Ear maggot (extended information)


Life cycle and description

  • Adult stage:Green-bodied flies with four dark bands on the wings. Typically they have a blue metallic thorax and reddish-brown eyes. Adult flies are 0.5cm long.  Adults are often found in pairs and are active runners. The banded wings slide together with quick strokes as they move on the foliage of the maize plant. Adults feed on pollen, nectar, plant sap and glandular exudates. Mating generally occurs at dusk and dawn.
  • Egg stage: Small (0.16 × 0.9mm), cylindrical, white, and tapering to rounded points. Eggs of E. stigmatias are deposited in silk channels, around armyworm and earworm feeding holes in the husk, or at the base of leaves or the tassel.

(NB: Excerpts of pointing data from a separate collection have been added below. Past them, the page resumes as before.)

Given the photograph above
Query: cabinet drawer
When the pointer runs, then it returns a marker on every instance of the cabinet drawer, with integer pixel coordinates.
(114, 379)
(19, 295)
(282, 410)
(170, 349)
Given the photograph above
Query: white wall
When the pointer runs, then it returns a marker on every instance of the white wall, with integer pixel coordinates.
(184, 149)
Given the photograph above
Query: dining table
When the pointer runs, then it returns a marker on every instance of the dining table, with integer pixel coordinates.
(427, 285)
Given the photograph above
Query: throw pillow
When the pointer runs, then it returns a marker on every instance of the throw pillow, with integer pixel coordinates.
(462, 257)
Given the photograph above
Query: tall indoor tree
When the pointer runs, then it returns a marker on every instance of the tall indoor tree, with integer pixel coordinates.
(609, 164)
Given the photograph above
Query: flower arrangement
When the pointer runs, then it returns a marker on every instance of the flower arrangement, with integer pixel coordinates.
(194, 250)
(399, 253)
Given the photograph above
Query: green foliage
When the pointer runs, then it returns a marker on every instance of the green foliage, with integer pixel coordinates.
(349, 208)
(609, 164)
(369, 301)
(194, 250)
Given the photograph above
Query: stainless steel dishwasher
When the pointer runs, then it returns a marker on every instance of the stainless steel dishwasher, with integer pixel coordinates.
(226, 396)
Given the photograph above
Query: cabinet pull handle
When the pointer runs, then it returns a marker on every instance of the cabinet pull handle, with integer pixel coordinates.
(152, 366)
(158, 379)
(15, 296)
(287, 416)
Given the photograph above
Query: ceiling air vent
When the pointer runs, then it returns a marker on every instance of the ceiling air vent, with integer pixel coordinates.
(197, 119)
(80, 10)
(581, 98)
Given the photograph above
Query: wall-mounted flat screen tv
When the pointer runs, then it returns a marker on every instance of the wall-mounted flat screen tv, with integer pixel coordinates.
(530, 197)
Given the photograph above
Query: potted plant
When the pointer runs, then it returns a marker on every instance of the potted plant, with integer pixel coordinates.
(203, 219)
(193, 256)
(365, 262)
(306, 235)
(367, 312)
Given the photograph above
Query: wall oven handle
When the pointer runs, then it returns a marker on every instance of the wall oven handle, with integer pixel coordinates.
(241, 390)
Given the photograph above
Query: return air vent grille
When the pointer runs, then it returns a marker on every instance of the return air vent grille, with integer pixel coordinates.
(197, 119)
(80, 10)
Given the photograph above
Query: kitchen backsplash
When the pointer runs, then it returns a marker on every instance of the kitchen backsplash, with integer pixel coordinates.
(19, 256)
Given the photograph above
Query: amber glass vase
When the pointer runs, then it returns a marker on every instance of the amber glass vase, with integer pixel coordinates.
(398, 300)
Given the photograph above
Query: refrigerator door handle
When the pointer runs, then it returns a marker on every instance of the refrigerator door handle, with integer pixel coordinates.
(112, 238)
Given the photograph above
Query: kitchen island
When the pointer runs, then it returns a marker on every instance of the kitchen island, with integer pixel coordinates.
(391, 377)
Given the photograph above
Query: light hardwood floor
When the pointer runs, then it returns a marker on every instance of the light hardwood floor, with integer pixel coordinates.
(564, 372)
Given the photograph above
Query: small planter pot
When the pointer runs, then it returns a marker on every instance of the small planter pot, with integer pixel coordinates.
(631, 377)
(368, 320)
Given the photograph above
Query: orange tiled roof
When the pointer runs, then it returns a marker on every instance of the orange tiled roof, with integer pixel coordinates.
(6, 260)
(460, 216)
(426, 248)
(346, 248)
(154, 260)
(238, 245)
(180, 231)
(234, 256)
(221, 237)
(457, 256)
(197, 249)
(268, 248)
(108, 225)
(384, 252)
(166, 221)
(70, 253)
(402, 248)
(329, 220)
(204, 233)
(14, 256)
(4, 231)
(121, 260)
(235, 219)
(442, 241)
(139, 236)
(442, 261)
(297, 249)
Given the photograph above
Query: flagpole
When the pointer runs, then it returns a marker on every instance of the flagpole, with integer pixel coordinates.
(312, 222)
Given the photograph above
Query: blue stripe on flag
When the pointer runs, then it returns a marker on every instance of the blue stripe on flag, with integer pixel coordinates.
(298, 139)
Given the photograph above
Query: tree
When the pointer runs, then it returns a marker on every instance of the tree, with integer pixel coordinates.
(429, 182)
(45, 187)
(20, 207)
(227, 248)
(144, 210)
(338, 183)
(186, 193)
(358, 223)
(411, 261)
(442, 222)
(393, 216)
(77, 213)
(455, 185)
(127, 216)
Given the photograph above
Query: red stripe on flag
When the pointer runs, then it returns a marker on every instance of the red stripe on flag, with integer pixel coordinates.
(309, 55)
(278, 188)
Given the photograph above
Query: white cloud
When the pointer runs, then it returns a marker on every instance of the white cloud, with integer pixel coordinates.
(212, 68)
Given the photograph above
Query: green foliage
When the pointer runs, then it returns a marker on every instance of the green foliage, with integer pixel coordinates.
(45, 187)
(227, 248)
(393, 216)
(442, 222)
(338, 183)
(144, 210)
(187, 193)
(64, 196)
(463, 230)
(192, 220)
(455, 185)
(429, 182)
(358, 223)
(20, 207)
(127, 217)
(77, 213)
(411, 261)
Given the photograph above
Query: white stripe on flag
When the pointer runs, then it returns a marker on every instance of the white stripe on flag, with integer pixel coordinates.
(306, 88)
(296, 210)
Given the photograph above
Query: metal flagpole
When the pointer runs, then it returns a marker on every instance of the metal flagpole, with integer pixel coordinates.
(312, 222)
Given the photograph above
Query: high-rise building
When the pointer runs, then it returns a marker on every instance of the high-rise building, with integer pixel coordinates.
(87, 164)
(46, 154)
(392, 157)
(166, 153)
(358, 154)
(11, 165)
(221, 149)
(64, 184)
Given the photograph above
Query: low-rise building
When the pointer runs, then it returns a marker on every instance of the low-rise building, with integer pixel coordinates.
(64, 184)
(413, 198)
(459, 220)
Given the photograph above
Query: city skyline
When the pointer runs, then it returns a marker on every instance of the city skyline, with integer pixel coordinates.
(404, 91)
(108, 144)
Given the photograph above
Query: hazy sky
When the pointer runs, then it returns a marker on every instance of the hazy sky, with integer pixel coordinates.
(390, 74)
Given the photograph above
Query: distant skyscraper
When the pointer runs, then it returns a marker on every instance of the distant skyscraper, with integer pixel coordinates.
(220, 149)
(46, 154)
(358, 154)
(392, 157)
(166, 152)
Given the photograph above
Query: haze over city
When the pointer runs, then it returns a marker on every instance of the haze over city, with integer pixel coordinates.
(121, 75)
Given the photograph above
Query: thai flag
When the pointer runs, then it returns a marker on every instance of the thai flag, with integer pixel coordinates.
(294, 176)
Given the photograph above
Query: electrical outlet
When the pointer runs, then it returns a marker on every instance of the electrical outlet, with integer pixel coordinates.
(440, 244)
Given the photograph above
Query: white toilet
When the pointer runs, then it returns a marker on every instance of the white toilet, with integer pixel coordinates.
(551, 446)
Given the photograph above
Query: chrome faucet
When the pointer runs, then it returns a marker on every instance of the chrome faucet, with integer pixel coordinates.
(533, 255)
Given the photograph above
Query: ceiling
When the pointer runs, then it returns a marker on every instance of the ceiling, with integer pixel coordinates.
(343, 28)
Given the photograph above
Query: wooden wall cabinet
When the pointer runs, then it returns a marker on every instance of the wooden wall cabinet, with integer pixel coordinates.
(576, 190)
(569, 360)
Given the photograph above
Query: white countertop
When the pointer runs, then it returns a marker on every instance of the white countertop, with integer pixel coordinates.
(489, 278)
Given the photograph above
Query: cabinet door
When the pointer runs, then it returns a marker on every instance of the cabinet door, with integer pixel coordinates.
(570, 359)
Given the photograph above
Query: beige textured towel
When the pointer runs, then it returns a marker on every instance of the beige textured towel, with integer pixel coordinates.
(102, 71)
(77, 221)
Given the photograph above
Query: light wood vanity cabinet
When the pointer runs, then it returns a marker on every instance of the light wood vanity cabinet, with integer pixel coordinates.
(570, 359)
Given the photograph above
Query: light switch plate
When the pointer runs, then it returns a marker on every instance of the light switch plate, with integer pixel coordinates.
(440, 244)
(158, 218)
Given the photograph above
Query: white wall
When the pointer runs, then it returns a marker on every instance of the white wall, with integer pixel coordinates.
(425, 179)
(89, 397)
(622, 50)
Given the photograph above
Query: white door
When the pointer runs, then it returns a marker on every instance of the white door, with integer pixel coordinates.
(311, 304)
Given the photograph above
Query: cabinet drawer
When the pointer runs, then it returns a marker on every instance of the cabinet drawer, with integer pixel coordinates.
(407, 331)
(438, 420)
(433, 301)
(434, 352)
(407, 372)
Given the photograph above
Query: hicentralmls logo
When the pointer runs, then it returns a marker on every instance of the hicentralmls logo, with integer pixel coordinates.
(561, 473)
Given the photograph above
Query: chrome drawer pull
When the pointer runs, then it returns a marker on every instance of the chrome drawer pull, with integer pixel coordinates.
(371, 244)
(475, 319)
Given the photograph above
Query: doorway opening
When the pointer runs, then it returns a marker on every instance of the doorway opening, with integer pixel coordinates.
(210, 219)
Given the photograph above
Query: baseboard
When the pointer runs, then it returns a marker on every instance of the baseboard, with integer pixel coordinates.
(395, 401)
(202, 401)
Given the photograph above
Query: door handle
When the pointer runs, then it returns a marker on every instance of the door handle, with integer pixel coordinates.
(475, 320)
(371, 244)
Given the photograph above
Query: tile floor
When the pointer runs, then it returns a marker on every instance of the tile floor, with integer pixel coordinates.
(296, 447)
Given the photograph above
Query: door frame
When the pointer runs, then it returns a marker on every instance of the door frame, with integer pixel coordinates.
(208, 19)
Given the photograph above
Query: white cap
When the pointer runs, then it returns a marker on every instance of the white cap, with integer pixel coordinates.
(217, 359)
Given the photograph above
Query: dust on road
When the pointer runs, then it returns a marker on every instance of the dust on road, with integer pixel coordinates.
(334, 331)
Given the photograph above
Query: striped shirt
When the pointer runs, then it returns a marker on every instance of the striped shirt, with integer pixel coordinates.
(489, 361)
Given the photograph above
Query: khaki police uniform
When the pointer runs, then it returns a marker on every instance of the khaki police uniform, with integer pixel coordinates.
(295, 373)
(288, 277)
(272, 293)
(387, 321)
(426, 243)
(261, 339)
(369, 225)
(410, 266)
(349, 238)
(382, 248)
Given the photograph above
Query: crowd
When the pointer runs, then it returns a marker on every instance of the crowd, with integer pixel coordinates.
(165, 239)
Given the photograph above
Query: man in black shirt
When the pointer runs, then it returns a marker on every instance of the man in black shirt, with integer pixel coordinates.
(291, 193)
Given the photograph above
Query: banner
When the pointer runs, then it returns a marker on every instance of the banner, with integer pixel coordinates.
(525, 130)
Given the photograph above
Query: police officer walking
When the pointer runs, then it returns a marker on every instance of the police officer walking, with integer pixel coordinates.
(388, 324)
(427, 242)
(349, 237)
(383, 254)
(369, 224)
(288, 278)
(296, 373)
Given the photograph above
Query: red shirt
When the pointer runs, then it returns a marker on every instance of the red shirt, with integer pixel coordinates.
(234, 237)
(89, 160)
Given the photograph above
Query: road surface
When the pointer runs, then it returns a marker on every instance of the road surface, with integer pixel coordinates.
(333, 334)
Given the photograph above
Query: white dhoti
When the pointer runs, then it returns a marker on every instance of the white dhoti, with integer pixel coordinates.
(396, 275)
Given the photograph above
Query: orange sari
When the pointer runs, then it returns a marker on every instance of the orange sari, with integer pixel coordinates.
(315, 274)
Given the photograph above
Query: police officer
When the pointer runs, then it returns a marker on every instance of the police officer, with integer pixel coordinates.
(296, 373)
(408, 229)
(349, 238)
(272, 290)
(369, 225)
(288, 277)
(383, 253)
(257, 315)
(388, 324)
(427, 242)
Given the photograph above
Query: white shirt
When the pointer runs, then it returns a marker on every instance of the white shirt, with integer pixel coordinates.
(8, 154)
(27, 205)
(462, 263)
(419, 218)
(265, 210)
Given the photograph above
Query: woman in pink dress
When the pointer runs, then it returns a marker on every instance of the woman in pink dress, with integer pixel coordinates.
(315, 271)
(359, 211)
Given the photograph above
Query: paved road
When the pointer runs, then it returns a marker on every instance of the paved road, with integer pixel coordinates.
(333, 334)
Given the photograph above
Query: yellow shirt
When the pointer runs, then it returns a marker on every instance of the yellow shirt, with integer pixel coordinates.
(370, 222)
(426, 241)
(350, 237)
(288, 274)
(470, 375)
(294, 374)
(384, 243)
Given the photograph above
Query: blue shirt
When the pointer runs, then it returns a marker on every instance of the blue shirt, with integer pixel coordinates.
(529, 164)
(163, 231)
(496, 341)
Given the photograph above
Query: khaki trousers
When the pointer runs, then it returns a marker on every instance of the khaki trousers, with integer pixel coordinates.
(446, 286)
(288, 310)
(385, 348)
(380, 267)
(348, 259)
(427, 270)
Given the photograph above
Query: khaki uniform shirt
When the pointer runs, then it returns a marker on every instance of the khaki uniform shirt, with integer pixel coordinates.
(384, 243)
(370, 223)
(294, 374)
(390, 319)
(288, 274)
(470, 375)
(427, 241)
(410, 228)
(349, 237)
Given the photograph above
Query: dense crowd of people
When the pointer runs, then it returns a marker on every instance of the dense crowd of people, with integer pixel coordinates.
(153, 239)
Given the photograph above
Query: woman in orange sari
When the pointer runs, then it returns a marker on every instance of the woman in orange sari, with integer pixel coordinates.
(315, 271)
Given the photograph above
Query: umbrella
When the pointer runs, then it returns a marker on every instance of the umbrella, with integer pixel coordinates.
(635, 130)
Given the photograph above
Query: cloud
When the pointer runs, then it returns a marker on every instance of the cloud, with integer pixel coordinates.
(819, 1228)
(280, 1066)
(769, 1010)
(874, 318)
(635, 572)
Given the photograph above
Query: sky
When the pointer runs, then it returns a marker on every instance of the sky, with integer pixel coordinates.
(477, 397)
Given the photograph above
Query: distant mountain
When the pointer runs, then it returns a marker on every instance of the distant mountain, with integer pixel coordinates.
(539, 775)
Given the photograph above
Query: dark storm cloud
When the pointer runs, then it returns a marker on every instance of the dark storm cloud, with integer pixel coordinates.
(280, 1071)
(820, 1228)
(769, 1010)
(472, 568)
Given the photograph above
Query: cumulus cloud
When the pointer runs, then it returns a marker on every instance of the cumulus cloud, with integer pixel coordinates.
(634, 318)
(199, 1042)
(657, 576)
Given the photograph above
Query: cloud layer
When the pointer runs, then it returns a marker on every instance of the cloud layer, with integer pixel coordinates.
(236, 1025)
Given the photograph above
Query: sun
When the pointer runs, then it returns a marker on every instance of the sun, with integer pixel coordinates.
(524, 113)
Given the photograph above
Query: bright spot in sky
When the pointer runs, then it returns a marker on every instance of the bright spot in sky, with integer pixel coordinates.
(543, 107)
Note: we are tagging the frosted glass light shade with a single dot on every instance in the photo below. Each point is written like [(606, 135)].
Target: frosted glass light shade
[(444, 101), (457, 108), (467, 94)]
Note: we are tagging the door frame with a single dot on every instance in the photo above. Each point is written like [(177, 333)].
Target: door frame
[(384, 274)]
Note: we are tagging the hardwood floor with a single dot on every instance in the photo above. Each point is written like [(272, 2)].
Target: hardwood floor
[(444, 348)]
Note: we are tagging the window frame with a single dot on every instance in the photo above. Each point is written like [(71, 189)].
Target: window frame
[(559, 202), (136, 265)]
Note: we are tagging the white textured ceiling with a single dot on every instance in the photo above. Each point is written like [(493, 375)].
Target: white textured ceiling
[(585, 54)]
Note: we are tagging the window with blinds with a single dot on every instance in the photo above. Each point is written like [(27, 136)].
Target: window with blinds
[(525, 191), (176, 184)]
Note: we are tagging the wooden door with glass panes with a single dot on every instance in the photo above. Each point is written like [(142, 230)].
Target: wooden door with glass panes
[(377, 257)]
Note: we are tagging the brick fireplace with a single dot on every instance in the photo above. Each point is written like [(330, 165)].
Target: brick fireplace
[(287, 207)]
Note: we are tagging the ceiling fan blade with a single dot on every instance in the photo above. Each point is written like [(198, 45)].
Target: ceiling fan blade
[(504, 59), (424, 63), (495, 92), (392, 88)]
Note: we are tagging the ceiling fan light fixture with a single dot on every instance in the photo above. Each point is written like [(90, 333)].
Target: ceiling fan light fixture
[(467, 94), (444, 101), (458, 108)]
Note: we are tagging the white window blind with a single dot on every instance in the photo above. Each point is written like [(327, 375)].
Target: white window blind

Eggs are usually deposited in clumps of 10 to 40, although several females may deposit eggs in the same ear resulting in large egg masses.  Duration of the egg stage is typically between 2 and 4 days.
  • Larval stage: Pale yellow/creamy/white legless maggots. Maggots are cylindrical and elongated with rounded posterior that tapers to a pointed head with a pair of black mouth hooks. Mature larvae are typically 1cm long when fully grown. There are three larval instars. Maggots flip vigorously when disturbed. Larval development lasts 10 to 21 days.
  • Pupal stage:Larvae pupate in brownish-red or dark brown cocoons. Pupation can occur in the soil or silk channels.  Pupation takes 7 to 11 days.
  • General life cycle of E. stigmatias is completed in 24 – 32 days.
  • Captive adults supplied with food and water can live up to 116 days.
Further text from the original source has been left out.